Seeing Yosemite for the first time is an experience for which there is no substitute. For many years I had seen photographs of the Valley with commanding views of El Capitan and Half Dome; however, to see and experience them for myself was truly sensational.
Rabbit and I slept in the park prior to entering Tuolmne Meadows, which is located near the east entrance. The next morning we came into Tuolmne and stopped by the Ranger station to check out getting a permit to climb Half Dome in Yosemite Valley. We showed up just in time to get in line for the 11am permit handouts. After listening to a 15 minute talk on wilderness safety from a Ranger, we entered the building for the permits. By getting an overnight Wilderness permit, the Ranger was then able to stamp the Half Dome permit to it.

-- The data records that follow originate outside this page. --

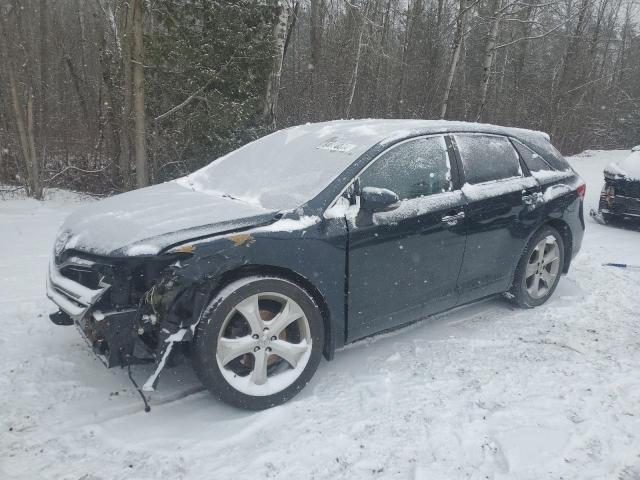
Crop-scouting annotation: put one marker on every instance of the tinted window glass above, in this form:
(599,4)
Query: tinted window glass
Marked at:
(487,157)
(412,169)
(548,152)
(534,162)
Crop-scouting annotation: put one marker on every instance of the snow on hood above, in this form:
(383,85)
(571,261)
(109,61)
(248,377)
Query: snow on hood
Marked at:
(145,221)
(629,167)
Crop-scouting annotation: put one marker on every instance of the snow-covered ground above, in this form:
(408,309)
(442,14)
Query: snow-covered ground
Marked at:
(485,391)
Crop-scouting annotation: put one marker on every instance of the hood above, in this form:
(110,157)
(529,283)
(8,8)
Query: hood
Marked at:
(628,168)
(145,221)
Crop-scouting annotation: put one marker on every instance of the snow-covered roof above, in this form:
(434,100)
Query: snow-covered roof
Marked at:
(628,168)
(290,166)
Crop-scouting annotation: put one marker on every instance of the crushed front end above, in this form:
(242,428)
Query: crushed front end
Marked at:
(620,197)
(130,309)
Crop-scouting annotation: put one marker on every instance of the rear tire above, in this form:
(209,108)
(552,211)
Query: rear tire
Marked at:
(258,342)
(539,268)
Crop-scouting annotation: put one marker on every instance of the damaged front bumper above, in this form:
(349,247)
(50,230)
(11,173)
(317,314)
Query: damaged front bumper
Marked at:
(112,335)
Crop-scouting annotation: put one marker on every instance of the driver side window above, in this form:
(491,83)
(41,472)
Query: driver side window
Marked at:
(412,169)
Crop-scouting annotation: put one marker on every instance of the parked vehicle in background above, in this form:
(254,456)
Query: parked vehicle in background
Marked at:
(313,237)
(620,197)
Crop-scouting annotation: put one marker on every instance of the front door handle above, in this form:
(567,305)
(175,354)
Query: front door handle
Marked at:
(452,220)
(532,200)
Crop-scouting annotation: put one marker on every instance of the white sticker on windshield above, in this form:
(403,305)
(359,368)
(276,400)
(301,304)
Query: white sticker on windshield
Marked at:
(335,146)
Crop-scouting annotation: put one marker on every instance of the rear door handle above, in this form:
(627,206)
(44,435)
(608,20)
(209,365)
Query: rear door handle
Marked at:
(532,200)
(452,220)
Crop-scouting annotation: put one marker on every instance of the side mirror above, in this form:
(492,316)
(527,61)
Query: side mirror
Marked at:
(378,199)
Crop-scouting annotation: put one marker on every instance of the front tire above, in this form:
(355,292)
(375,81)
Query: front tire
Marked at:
(539,268)
(258,342)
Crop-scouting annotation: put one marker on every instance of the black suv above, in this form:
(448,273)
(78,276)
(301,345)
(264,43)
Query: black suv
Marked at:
(313,237)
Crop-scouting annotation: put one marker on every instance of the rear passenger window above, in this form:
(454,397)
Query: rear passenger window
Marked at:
(532,160)
(412,169)
(487,157)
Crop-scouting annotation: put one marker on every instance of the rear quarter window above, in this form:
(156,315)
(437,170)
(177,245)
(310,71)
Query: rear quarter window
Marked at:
(533,161)
(487,158)
(550,154)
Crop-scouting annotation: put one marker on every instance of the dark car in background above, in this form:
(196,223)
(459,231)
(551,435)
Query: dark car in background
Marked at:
(620,197)
(313,237)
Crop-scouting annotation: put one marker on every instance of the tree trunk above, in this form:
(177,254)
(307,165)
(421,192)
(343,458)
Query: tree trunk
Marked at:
(354,75)
(487,59)
(142,171)
(315,33)
(461,25)
(36,186)
(43,120)
(280,34)
(127,89)
(24,128)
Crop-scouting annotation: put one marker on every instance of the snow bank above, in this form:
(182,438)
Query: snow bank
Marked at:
(628,168)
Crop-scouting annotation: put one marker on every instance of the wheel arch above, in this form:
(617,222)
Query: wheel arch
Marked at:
(567,239)
(294,277)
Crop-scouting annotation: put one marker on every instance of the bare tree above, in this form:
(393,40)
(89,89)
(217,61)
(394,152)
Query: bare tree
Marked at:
(281,30)
(142,171)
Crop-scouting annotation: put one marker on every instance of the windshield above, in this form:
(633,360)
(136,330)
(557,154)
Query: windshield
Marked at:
(282,170)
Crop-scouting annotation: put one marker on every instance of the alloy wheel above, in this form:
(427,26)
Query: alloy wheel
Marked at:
(543,267)
(264,344)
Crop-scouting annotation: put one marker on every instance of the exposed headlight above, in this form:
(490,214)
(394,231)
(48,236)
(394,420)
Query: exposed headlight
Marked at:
(61,242)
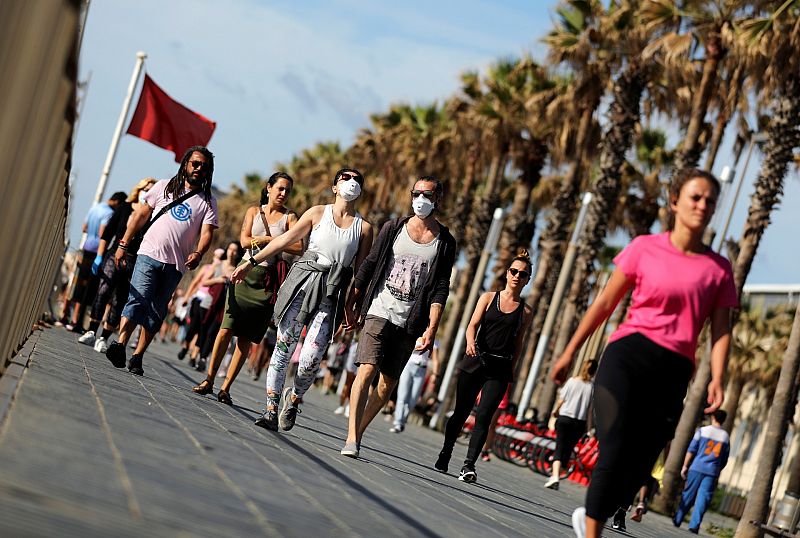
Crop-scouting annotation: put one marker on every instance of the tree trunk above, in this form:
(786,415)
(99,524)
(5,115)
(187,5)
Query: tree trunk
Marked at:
(735,387)
(553,241)
(623,114)
(783,137)
(519,227)
(689,154)
(757,506)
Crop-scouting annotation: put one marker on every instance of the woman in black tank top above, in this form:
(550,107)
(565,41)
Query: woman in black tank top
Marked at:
(494,338)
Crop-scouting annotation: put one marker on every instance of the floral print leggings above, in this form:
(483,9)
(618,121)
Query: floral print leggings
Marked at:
(316,342)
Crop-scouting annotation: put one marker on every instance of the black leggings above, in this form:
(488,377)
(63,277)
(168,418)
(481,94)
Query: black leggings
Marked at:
(467,389)
(568,432)
(638,398)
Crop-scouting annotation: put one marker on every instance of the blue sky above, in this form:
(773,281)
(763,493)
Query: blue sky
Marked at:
(280,76)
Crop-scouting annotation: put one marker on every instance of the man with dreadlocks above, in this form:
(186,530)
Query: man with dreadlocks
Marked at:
(170,245)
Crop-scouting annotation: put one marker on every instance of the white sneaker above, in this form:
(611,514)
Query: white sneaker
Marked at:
(100,345)
(579,522)
(552,483)
(87,338)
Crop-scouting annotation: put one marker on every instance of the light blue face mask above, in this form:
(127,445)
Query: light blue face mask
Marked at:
(422,206)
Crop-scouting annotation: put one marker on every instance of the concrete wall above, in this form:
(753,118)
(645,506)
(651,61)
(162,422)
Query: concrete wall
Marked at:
(38,62)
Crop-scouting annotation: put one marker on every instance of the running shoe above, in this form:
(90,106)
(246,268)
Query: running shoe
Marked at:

By doing it this way, we were able to circumvent the lottery of day-hiking Half Dome directly from the Valley, which is next to impossible to get. We were required by the Ranger to have an entry and exit point to get the Wilderness permit. Rabbit decided to enter from Cathedral Lakes to finish the JMT before climbing Half Dome. I entered from Happy Isles trailhead and overnighted at the backpackers camp at Little Yosemite Valley the night before the climb.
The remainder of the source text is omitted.